Cosmic Camel Clash : Bon, étant le petit nouveau, peux-tu revenir sur ton parcours personnel ?

Julien : Bien sûr... les choses ont commencé concrètement en 1998, je faisais partie d'un groupe qui s'appelait Boog-ïa, qui était un mélange entre du néo-métal et du hardcore. Nous avons sorti une démo en 98 qui s'appelait Poohland, nous faisions partie de la scène parisienne au même titre qu'AqME (qui s'apprêtait à l'époque à changer de nom). Nous avons évolué d'année en année, nous sommes devenus plus hardcore, puis plus pop, nous avons changé de nom... et le groupe a finalement splitté en 2006. En parallèle j'avais également intégré Lazy en 2004, pour prendre la relève de Sébastien qui était guitariste / chanteur et souhaitait se consacrer uniquement au chant sur scène. Ça m'a permis de reprendre contact avec les membres d'AqME : en 1998 nous partagions les mêmes studios de répétitions (les Luna Rossa) mais entre-temps nous avions un peu perdu le contact. AqME avait fait sa route avec les albums Sombres Efforts et Polaroïds & Pornographie, et j'ai retrouvé Etienne (batterie) et Thomas (chant) via Lazy vu qu'Etienne était le manager du groupe. Etienne m'a ensuite demandé de participer à son projet de grind-death, Grymt, je ne sais pas pas si tu connais...

Cosmic Camel Clash : Si si, ça a été chroniqué chez nous (ici)...

Julien : Voilà.
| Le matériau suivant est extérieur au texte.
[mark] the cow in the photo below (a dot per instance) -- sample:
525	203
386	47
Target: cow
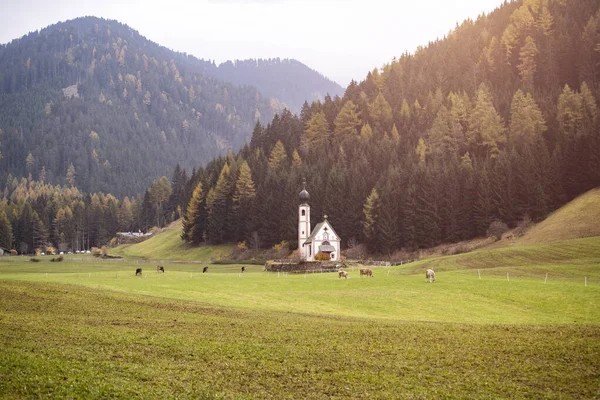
430	276
366	271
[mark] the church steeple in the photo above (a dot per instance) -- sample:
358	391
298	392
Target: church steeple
304	223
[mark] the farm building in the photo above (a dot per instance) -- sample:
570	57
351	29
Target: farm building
322	239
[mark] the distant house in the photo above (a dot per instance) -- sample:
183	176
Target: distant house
132	237
322	238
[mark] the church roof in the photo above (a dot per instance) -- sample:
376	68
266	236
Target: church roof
314	232
327	248
317	229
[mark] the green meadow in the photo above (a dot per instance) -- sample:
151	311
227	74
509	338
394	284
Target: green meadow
491	326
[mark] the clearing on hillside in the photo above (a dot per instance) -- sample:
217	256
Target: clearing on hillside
576	219
167	245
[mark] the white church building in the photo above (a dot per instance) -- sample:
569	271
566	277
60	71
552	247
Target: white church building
321	239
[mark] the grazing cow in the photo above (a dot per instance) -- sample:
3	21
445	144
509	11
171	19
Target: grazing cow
366	271
430	276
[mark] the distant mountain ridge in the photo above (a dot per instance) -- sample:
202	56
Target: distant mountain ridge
130	109
287	80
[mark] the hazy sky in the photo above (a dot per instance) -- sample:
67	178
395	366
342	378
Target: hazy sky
342	39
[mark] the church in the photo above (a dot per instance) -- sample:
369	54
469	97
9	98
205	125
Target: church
321	239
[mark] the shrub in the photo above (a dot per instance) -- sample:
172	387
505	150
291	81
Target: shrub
496	229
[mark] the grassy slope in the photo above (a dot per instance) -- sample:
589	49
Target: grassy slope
222	334
77	342
577	219
167	245
569	258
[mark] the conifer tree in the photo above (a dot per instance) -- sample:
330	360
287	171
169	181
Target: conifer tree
486	133
6	237
278	159
526	120
380	113
347	121
194	221
317	130
243	200
371	211
528	64
218	206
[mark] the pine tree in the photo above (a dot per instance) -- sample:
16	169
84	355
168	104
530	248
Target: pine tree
6	237
526	120
194	221
371	211
244	197
486	133
278	159
317	130
347	121
380	113
528	64
218	205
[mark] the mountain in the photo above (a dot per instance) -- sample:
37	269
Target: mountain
122	110
287	80
497	121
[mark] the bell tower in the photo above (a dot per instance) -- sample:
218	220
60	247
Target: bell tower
304	223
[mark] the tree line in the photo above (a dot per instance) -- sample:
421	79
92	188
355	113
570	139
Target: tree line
496	122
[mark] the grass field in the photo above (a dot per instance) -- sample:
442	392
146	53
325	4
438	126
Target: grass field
167	245
572	221
92	329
Et donc de fil en aiguille, pour aller rapidement à l'essentiel... l'année dernière Ben a quitté le groupe et ça a été une évidence pour les autres de me proposer le poste. Et j'ai évidemment accepté.

Cosmic Camel Clash : Quand tu as appris le départ de Ben, as-tu eu une réaction particulière ? Tu t'y attendais ?
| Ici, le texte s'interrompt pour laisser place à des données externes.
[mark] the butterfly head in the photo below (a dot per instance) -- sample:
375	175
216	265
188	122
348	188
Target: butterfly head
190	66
Julien : Mmmh... (réfléchit) une réaction particulière non, je m'en doutais un petit peu car je savais que Ben n'est pas trop dans la même tendance que ce le groupe veut explorer aujourd'hui. Le métal plus lourd d'En l'honneur de Jupiter n'est pas trop son terrain. Il commençait à se creuser un fossé musicalement, donc je ne suis pas tombé des nues en apprenant la nouvelle.
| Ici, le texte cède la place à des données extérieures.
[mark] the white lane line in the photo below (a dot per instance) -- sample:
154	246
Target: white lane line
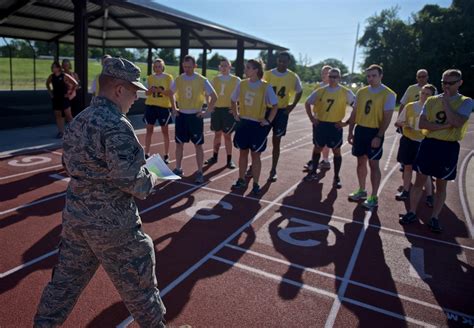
389	158
27	264
330	275
29	172
319	291
224	192
355	254
203	260
32	203
462	195
193	187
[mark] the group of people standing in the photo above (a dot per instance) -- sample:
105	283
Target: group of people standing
102	154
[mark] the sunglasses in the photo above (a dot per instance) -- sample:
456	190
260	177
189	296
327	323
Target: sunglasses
449	82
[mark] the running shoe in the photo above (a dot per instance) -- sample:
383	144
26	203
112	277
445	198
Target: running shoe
357	195
408	218
371	202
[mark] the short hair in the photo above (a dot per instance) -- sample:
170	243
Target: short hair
189	58
422	70
453	72
284	54
257	64
159	60
375	66
326	67
430	87
335	69
222	58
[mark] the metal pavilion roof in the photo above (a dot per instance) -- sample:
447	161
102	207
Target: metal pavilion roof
119	23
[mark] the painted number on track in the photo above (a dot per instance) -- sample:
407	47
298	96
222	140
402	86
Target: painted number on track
207	206
29	161
287	233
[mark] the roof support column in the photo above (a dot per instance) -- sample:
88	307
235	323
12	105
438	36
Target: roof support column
204	62
81	49
239	62
56	50
149	61
184	47
270	59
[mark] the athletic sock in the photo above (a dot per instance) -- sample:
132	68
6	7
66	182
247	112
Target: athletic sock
337	165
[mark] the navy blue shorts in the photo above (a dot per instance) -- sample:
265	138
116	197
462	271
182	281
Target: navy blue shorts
437	158
251	135
327	134
153	113
280	122
61	103
407	151
223	120
362	143
189	127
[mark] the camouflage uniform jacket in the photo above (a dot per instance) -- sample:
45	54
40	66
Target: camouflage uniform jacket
105	161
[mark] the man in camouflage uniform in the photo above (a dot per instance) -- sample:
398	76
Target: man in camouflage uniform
101	224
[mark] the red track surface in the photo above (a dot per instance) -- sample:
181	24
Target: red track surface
299	255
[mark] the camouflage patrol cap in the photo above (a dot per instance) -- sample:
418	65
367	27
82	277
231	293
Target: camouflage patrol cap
123	69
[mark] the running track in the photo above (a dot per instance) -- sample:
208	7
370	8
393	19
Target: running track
299	255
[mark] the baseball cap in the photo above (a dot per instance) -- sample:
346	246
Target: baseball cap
123	69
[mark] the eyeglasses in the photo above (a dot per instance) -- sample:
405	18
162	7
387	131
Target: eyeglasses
443	82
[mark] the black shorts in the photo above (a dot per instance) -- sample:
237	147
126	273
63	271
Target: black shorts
251	135
438	158
407	151
153	113
363	143
327	134
61	103
280	122
222	120
189	127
Cosmic Camel Clash : En parlant d'évidence, à l'écoute de l'album il y a une grosse impression de cohésion qui ressort, et on a l'impression que ton intégration s'est passée sans problème au point de vue musical. Pourtant, vu que les trois autres jouaient ensemble depuis tellement longtemps, accueillir quelqu'un d'autre n'était pas forcément évident...

Julien : Pas tant que ça... Etienne m'avait proposé de jouer dans son projet de grind-death car il connaissait mon background musical. Nous avions les mêmes goûts, il nous arrivait souvent de discuter des mêmes groupes comme Megadeth, Metallica ou de trucs plus durs comme Morbid Angel, toute cette scène entre death et métal en général. Etienne connaissait mes compétence et ma capacité à avoir plusieurs casquettes musicales, à aborder des passages de métal et des plans un plus plus pop, en son clair, ce que tu as pu entendre sur le disque. L'univers qu'avait AqME auparavant quoi... il ne s'agissait pas de tout chambouler et de faire comme si le groupe n'existait pas avant. L'intégration s'est bien passée : vu que je connaissais Thomas et Etienne depuis près de dix ans, je ne suis pas rentré dans le groupe comme on rentre dans une formation où on doit passer des auditions, où on ne connaît personne et où on a un peu la pression car on sait qu'on sera recruté parmi cinq guitaristes. Ça a été une sorte de retrouvailles, mais à un autre titre et à un autre niveau.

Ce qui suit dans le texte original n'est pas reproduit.